Caching layers: ElastiCache patterns that scale, The Cloud Ledger

Our API's p99 latency was 380ms and climbing, and the database CPU graph told the whole story: the same product-catalog query was running thousands of times a second for data that changed maybe once an hour. We reached for ElastiCache, and within a day p99 dropped under 40ms. But getting caching right is less about adding Redis and more about choosing a pattern that survives traffic spikes and stale data.

Here are the ElastiCache patterns I actually use in production, when each applies, and the failure modes that bite you at scale.

Cache-aside is the default, and where it breaks

Cache-aside (lazy loading) is the pattern most teams start with: check the cache, on a miss read the database and populate the cache. It is simple and only caches data that is actually requested.

import redis, json

r = redis.Redis(host="my-cluster.cache.amazonaws.com", port=6379)

def get_product(product_id: str) -> dict:
    key = f"product:{product_id}"
    cached = r.get(key)
    if cached:
        return json.loads(cached)
    product = db.query_product(product_id)   # cache miss: hit the DB
    r.set(key, json.dumps(product), ex=3600) # TTL of 1 hour
    return product

The failure mode is the thundering herd. When a hot key expires, every concurrent request misses simultaneously and stampedes the database, the exact spike you added caching to prevent. Two mitigations:

Add jitter to TTLs so keys do not all expire at the same instant.
Use a short-lived lock so only one request rebuilds the key while others briefly serve stale or wait.

Write-through for read-heavy, correctness-sensitive data

When stale reads are unacceptable (account balances, inventory counts), write-through updates the cache synchronously on every write. Reads are always fresh; writes pay a small latency tax.

Write-through trades write latency for read freshness. Use it when a stale read causes a real problem, not for data where a one-hour-old value is fine.

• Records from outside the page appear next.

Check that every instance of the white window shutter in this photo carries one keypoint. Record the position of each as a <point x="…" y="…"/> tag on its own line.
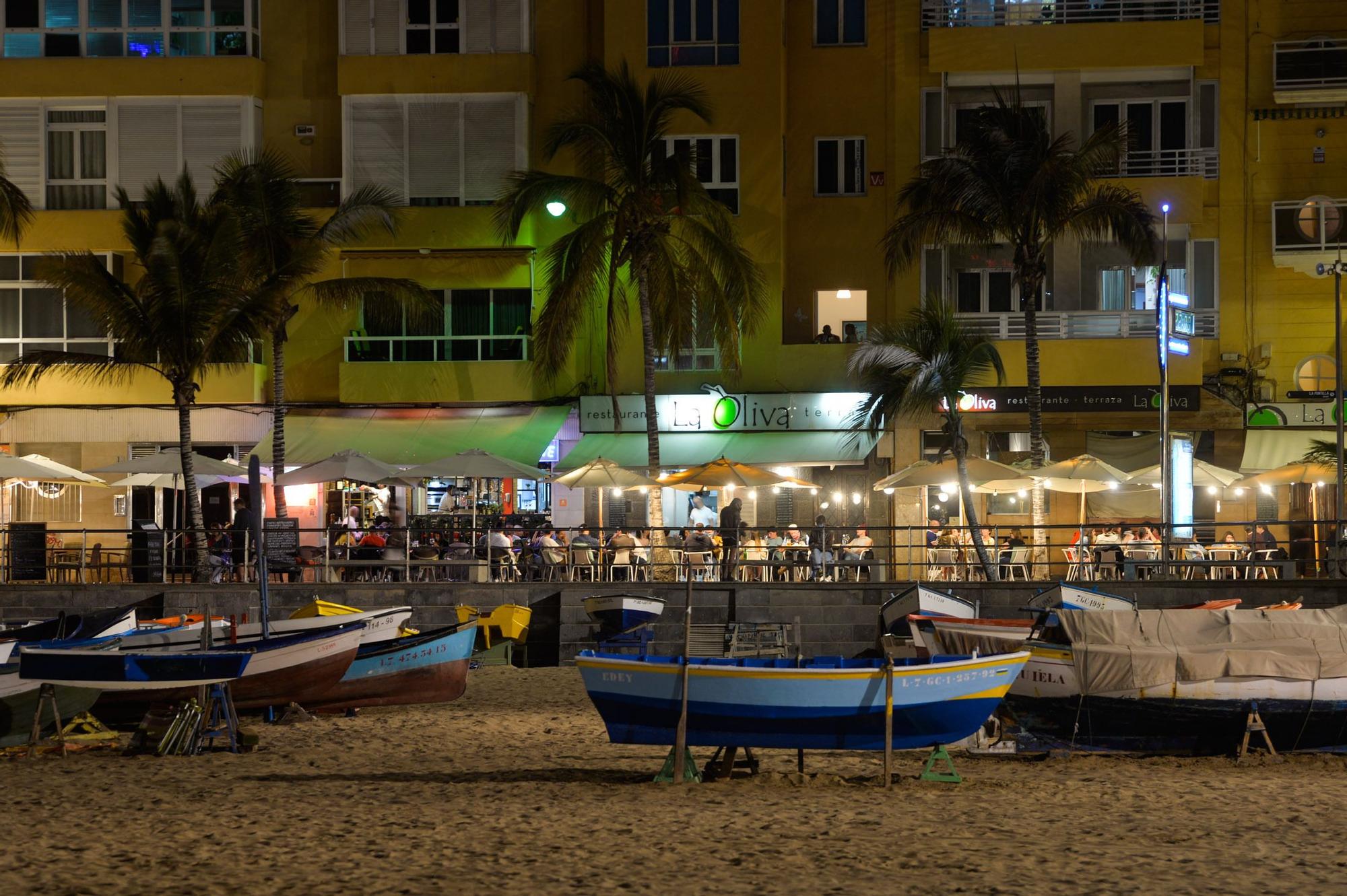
<point x="376" y="151"/>
<point x="356" y="27"/>
<point x="21" y="149"/>
<point x="508" y="27"/>
<point x="147" y="145"/>
<point x="209" y="133"/>
<point x="389" y="27"/>
<point x="490" y="136"/>
<point x="434" y="149"/>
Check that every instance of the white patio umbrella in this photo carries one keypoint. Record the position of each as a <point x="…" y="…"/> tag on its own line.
<point x="603" y="474"/>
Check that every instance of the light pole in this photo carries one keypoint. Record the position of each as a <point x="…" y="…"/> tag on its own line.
<point x="1337" y="271"/>
<point x="1163" y="342"/>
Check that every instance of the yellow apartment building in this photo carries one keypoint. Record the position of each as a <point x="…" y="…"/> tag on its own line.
<point x="822" y="109"/>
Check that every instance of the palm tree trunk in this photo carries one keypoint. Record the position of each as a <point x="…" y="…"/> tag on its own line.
<point x="961" y="459"/>
<point x="278" y="417"/>
<point x="661" y="557"/>
<point x="1034" y="399"/>
<point x="196" y="526"/>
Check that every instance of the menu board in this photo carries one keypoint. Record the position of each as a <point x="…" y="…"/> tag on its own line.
<point x="28" y="552"/>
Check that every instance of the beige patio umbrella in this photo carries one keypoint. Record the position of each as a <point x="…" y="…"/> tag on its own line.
<point x="724" y="473"/>
<point x="1081" y="475"/>
<point x="1298" y="473"/>
<point x="603" y="474"/>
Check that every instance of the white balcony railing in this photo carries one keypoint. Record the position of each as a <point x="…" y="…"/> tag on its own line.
<point x="422" y="349"/>
<point x="1085" y="324"/>
<point x="1310" y="65"/>
<point x="1169" y="163"/>
<point x="1309" y="225"/>
<point x="952" y="13"/>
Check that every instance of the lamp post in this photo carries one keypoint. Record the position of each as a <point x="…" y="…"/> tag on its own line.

The trap is caching data that is rarely read. You pay the write cost on every update but get few cache hits in return. Pair write-through with a TTL so cold data eventually evicts itself rather than living in memory forever.

Redis vs Memcached, and cluster mode

ElastiCache offers both engines. The choice is usually straightforward:

Need	Engine
Data structures, sorted sets, pub/sub, persistence, replication	Redis (ElastiCache for Redis / Valkey)
Pure key-value, multi-threaded, simplest possible cache	Memcached

For anything beyond a flat key-value store, I default to Redis. For high availability, enable cluster mode with replicas across AZs and turn on Multi-AZ with automatic failover. A single-node cache is a single point of failure that takes your database down with it when it dies.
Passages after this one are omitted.